A hybrid system combines PV with other forms of generation, usually a diesel generator. Biogas is also used. The other form of generation may be a type able to modulate power output as a function of demand. However more than one renewable form of energy may be used e.g. wind. The photovoltaic power generation serves to reduce the consumption of non renewable fuel. Hybrid systems are most often found on islands. Pellworm island in Germany and Kythnos island in Greece are notable examples (both are combined with wind). The Kythnos plant has reduced diesel consumption by 11.2%
There has also been recent work showing that the PV penetration limit can be increased by deploying a distributed network of PV+CHP hybrid systems in the U.S. The temporal distribution of solar flux, electrical and heating requirements for representative U.S. single family residences were analyzed and the results clearly show that hybridizing CHP with PV can enable additional PV deployment above what is possible with a conventional centralized electric generation system. This theory was reconfirmed with numerical simulations using per second solar flux data to determine that the necessary battery backup to provide for such a hybrid system is possible with relatively small and inexpensive battery systems. In addition, large PV+CHP systems are possible for institutional buildings, which again provide back up for intermittent PV and reduce CHP runtime.
Increasing use of photovoltaic systems and integration of photovoltaic power into existing structures and techniques of supply and distribution increases the value of general standards and definitions for photovoltaic components and systems. The standards are compiled at the International Electrotechnical Commission (IEC) and apply to efficiency, durability and safety of cells, modules, simulation programs, plug connectors and cables, mounting systems, overall efficiency of inverters etc.
Costs and economy
Costs of production have been reduced in recent years for more widespread use through production and technological advances. For large-scale installations, prices below $1.00 per watt are now common. Crystal silicon solar cells have largely been replaced by less expensive multicrystalline silicon solar cells, and thin film silicon solar cells have also been developed recently at lower costs of production. Although they are reduced in energy conversion efficiency from single crystalline "siwafers", they are also much easier to produce at comparably lower costs.

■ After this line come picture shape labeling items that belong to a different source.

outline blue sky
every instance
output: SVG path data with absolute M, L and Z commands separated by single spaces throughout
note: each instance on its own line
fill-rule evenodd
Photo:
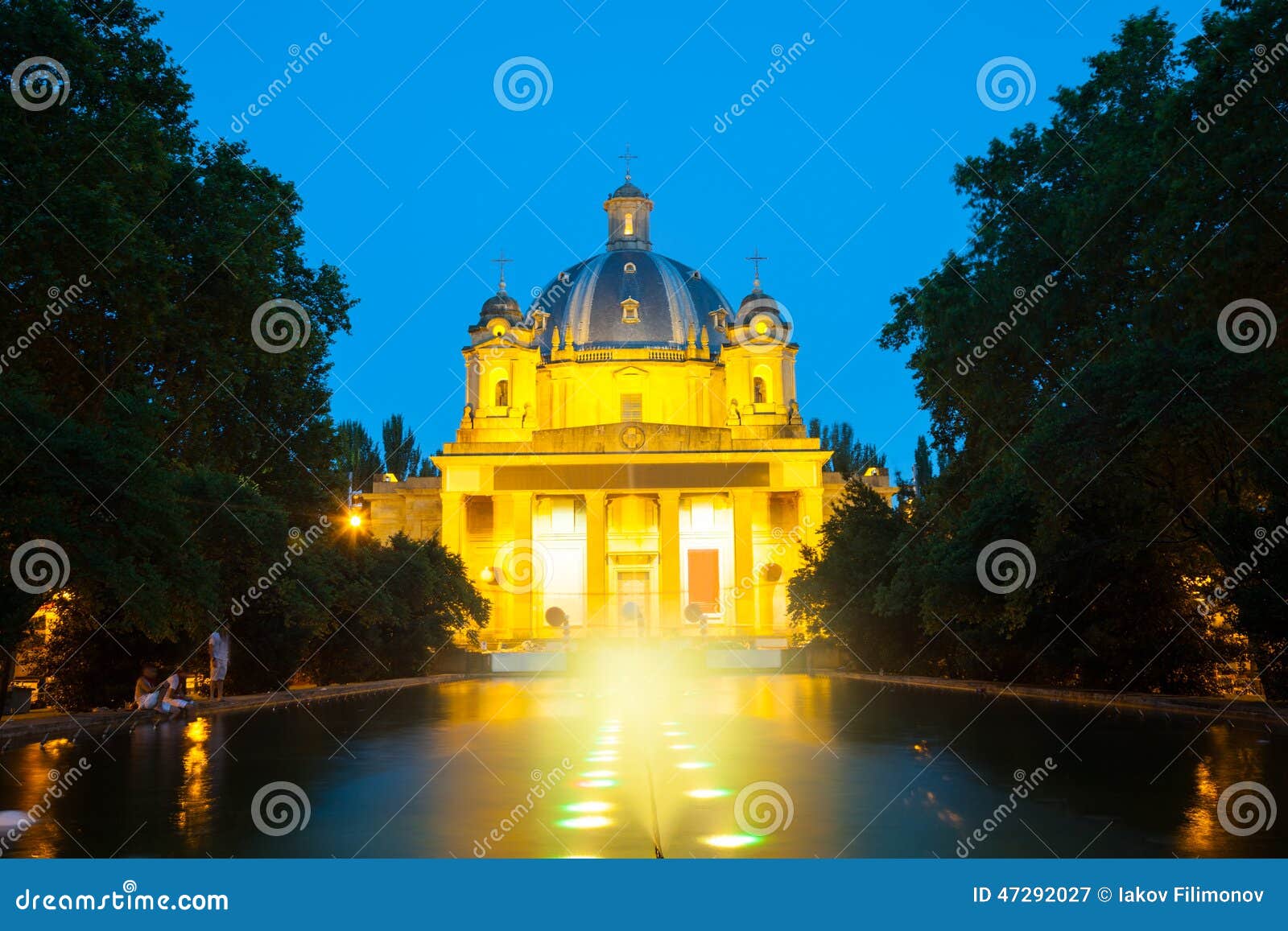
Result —
M 965 243 L 953 165 L 1045 121 L 1055 89 L 1084 80 L 1083 59 L 1148 4 L 153 6 L 193 85 L 201 136 L 245 139 L 299 184 L 309 258 L 339 264 L 361 300 L 334 353 L 336 417 L 379 435 L 402 412 L 426 452 L 451 439 L 465 328 L 495 290 L 489 259 L 513 258 L 510 292 L 527 305 L 531 288 L 599 252 L 601 203 L 630 143 L 634 179 L 657 205 L 654 249 L 699 267 L 733 301 L 751 286 L 744 256 L 768 255 L 765 288 L 801 345 L 804 416 L 849 420 L 907 471 L 927 421 L 905 357 L 875 337 L 890 295 Z M 1199 6 L 1186 0 L 1173 19 Z M 310 42 L 313 61 L 269 91 Z M 518 57 L 549 73 L 542 103 L 504 106 L 495 93 L 497 70 Z M 999 57 L 1030 70 L 1029 103 L 981 102 L 976 77 Z M 773 85 L 753 90 L 770 71 Z M 250 115 L 265 93 L 270 103 Z M 744 94 L 753 102 L 733 116 Z

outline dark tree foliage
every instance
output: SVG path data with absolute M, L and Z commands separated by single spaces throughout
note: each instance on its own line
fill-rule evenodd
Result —
M 827 425 L 815 417 L 809 422 L 809 435 L 822 440 L 824 449 L 832 451 L 832 458 L 823 466 L 827 471 L 849 478 L 869 466 L 885 467 L 885 453 L 877 452 L 872 443 L 862 442 L 850 424 Z
M 1288 547 L 1269 541 L 1288 355 L 1265 314 L 1262 345 L 1233 352 L 1222 317 L 1288 308 L 1288 66 L 1264 61 L 1285 35 L 1270 0 L 1227 0 L 1184 44 L 1159 12 L 1132 17 L 1048 125 L 958 166 L 970 246 L 893 299 L 882 337 L 912 350 L 940 470 L 891 549 L 854 556 L 858 579 L 824 549 L 819 618 L 875 587 L 872 610 L 914 619 L 922 671 L 1209 691 L 1252 657 L 1285 693 Z M 1033 554 L 1010 594 L 976 576 L 999 540 Z
M 335 268 L 305 260 L 295 187 L 243 144 L 197 142 L 191 90 L 155 23 L 135 0 L 0 0 L 0 61 L 57 49 L 71 76 L 61 106 L 0 107 L 0 554 L 8 565 L 36 540 L 66 552 L 67 617 L 36 668 L 79 707 L 129 695 L 148 655 L 204 657 L 291 528 L 344 502 L 326 380 L 353 300 Z M 308 339 L 286 352 L 267 352 L 281 341 L 252 326 L 273 300 L 308 318 Z M 385 565 L 377 554 L 395 546 L 361 552 Z M 316 567 L 348 572 L 325 552 Z M 457 570 L 426 547 L 384 588 L 428 573 L 446 596 Z M 50 596 L 5 582 L 0 695 Z M 278 581 L 232 618 L 234 639 L 272 667 L 265 682 L 299 667 L 330 623 L 304 585 Z M 395 612 L 416 597 L 390 603 L 381 623 L 408 622 Z M 466 608 L 417 608 L 426 632 L 408 643 L 437 637 L 442 610 Z

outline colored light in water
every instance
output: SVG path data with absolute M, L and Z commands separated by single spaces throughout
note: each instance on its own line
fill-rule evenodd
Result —
M 762 840 L 762 837 L 752 837 L 751 834 L 716 834 L 715 837 L 703 837 L 702 842 L 712 847 L 720 847 L 721 850 L 737 850 L 738 847 L 750 847 L 752 843 L 760 843 Z
M 555 824 L 560 828 L 572 828 L 573 831 L 607 828 L 612 823 L 612 819 L 604 818 L 603 815 L 582 815 L 581 818 L 565 818 L 562 822 L 555 822 Z
M 724 798 L 729 789 L 689 789 L 684 795 L 689 798 Z

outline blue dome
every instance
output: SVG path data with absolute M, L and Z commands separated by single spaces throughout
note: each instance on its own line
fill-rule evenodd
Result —
M 639 301 L 638 322 L 623 319 L 622 301 Z M 560 339 L 578 348 L 667 346 L 683 348 L 689 327 L 696 335 L 707 328 L 712 349 L 724 335 L 712 326 L 711 312 L 732 313 L 729 301 L 702 276 L 657 252 L 617 249 L 560 272 L 532 304 L 547 313 L 541 334 L 550 346 L 554 327 Z

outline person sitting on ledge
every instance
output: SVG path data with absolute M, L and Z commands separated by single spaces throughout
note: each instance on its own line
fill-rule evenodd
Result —
M 182 698 L 170 698 L 170 681 L 166 680 L 157 685 L 156 663 L 144 663 L 143 675 L 134 682 L 134 704 L 139 711 L 170 715 L 173 721 L 183 713 L 189 702 Z

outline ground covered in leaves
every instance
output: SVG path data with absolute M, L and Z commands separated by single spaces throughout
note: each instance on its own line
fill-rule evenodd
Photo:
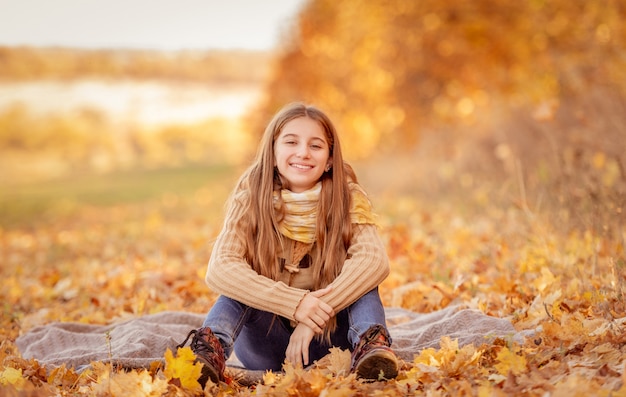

The table below shows the total cost in US cents per kWh of electricity generated by a photovoltaic system. The row headings on the left show the total cost, per peak kilowatt (kWp), of a photovoltaic installation. Photovoltaic system costs have been declining and in Germany, for example, were reported to have fallen to USD 2200/kWp by the second quarter of 2012. The column headings across the top refer to the annual energy output in kWh expected from each installed kWp. This varies by geographic region because the average insolation depends on the average cloudiness and the thickness of atmosphere traversed by the sunlight. It also depends on the path of the sun relative to the panel and the horizon. Panels are usually mounted at an angle based on latitude, and often they are adjusted seasonally to meet the changing solar declination. Solar tracking can also be utilized to access even more perpendicular sunlight, thereby raising the total energy output.
The calculated values in the table reflect the total cost in cents per kWh produced. They assume a 10% total capital cost (for instance 4% interest rate, 1% operating and maintenance cost, and depreciation of the capital outlay over 20 years). Normally, photovoltaic modules have a 25 year warranty.